As we never tire of pointing out, over three-quarters of PA’s GDP comes from the top 5 largest metropolitan statistical areas. The biggest clusters of people are the biggest clusters of economic activity, and they are also the wellspring of state revenue from which the public programs in all other parts of the state are subsidized.
And the real money is coming from the urban cores. Many people take the high incomes they earn in the core cities back to home residences in separate and segregated tax bases in the suburbs. And one of the reasons they do that is that the schools are better-funded.
See the recursive segregation loop there? The suburban schools are better-funded, so rich mobile people move there, ensuring that the suburban schools always stay better-funded than the urban schools.
Of course the main reason the suburban schools are better-funded is that Pennsylvania primarily funds its schools in an extremely evil way, via local property taxes, and often local earned income taxes too. Needless to say, wealthy areas have higher fiscal capacity – a greater wealth and income base from which to tax themselves – and so they are able to provide better schools for themselves than poorer areas. Alternatively, the state could pay for 100% of public education costs, and provide an equal amount of education spending for each student.

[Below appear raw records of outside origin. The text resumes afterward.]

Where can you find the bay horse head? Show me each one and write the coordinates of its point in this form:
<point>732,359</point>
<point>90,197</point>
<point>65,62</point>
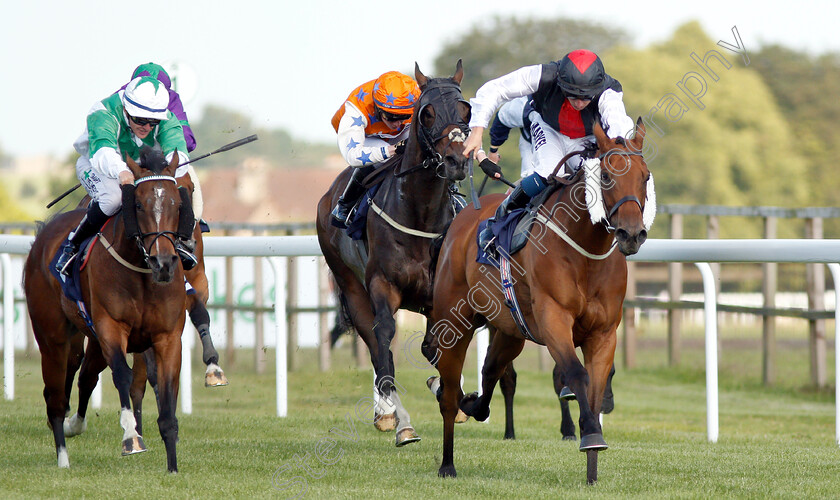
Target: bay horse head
<point>153,210</point>
<point>625,186</point>
<point>441,123</point>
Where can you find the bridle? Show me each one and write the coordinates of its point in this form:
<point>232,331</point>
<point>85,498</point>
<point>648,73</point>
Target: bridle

One reason to do that would be that it is only right and moral to provide equal resources for each student, since the kids who win the rich white parents lottery already have a leg up in life, and it wouldn’t do to reinforce that advantage with a disproportionate allocation of the education dollars toward them.

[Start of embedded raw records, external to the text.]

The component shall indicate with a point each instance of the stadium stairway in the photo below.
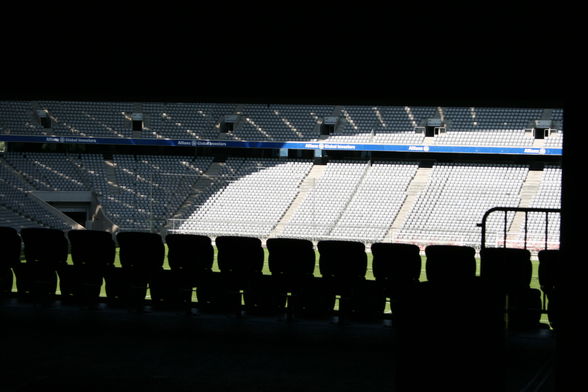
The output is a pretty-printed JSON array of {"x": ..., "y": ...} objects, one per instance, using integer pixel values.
[
  {"x": 527, "y": 193},
  {"x": 307, "y": 185},
  {"x": 203, "y": 183},
  {"x": 415, "y": 188}
]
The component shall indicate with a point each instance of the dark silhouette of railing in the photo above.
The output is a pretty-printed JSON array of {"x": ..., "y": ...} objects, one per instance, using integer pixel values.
[{"x": 526, "y": 211}]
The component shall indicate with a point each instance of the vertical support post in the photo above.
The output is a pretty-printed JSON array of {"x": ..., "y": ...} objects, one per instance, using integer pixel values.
[
  {"x": 505, "y": 230},
  {"x": 526, "y": 226},
  {"x": 546, "y": 227}
]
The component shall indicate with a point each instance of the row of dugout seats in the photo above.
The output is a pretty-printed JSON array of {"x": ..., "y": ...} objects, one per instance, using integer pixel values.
[{"x": 291, "y": 289}]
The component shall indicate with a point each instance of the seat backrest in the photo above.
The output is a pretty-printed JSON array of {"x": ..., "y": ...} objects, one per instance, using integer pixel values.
[
  {"x": 141, "y": 250},
  {"x": 11, "y": 247},
  {"x": 240, "y": 255},
  {"x": 450, "y": 264},
  {"x": 92, "y": 248},
  {"x": 507, "y": 268},
  {"x": 47, "y": 246},
  {"x": 190, "y": 253},
  {"x": 291, "y": 257},
  {"x": 396, "y": 262},
  {"x": 342, "y": 259}
]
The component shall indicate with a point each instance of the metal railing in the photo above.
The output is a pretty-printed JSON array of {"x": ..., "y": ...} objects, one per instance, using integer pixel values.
[{"x": 526, "y": 211}]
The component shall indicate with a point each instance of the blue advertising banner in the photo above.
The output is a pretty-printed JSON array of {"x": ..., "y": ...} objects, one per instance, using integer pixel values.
[{"x": 284, "y": 145}]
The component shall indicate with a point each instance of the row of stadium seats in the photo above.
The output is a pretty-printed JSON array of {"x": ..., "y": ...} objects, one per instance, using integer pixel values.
[
  {"x": 291, "y": 289},
  {"x": 362, "y": 124},
  {"x": 351, "y": 200}
]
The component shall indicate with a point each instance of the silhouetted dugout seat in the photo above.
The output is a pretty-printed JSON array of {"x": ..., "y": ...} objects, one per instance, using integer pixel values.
[
  {"x": 141, "y": 258},
  {"x": 46, "y": 253},
  {"x": 396, "y": 267},
  {"x": 240, "y": 261},
  {"x": 450, "y": 264},
  {"x": 291, "y": 262},
  {"x": 509, "y": 272},
  {"x": 190, "y": 259},
  {"x": 9, "y": 257},
  {"x": 93, "y": 254},
  {"x": 343, "y": 265},
  {"x": 549, "y": 271},
  {"x": 506, "y": 268}
]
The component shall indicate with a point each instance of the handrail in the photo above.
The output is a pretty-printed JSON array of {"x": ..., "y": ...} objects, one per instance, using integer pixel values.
[{"x": 526, "y": 210}]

But another reason to do this is the state economy and job growth. Underfunded urban schools push people to live in less productive regions. To pull another quote from this excellent Joe DiStefano article, underfunding the urban schools is going to pull more people to the suburbs, and increase the demand for land-hungry suburban housing:
If state officials were purposely trying to drive city tenants toward suburban developers, it’s hard to see what they’d do any differently.
This is bad for the state economy. Productivity rises with population density. Just by moving people into cities we make them more productive.
This isn’t the only reason the pace of job growth is so uniquely terrible under Tom Corbett, but the fact that the Republicans intentionally singled out urban areas all over the state for harsher education cuts is certainly one factor contributing to his pitiful job creation record. On balance, state policy is pushing people to live in sprawling low-density locales, and that’s hurting the statewide economy.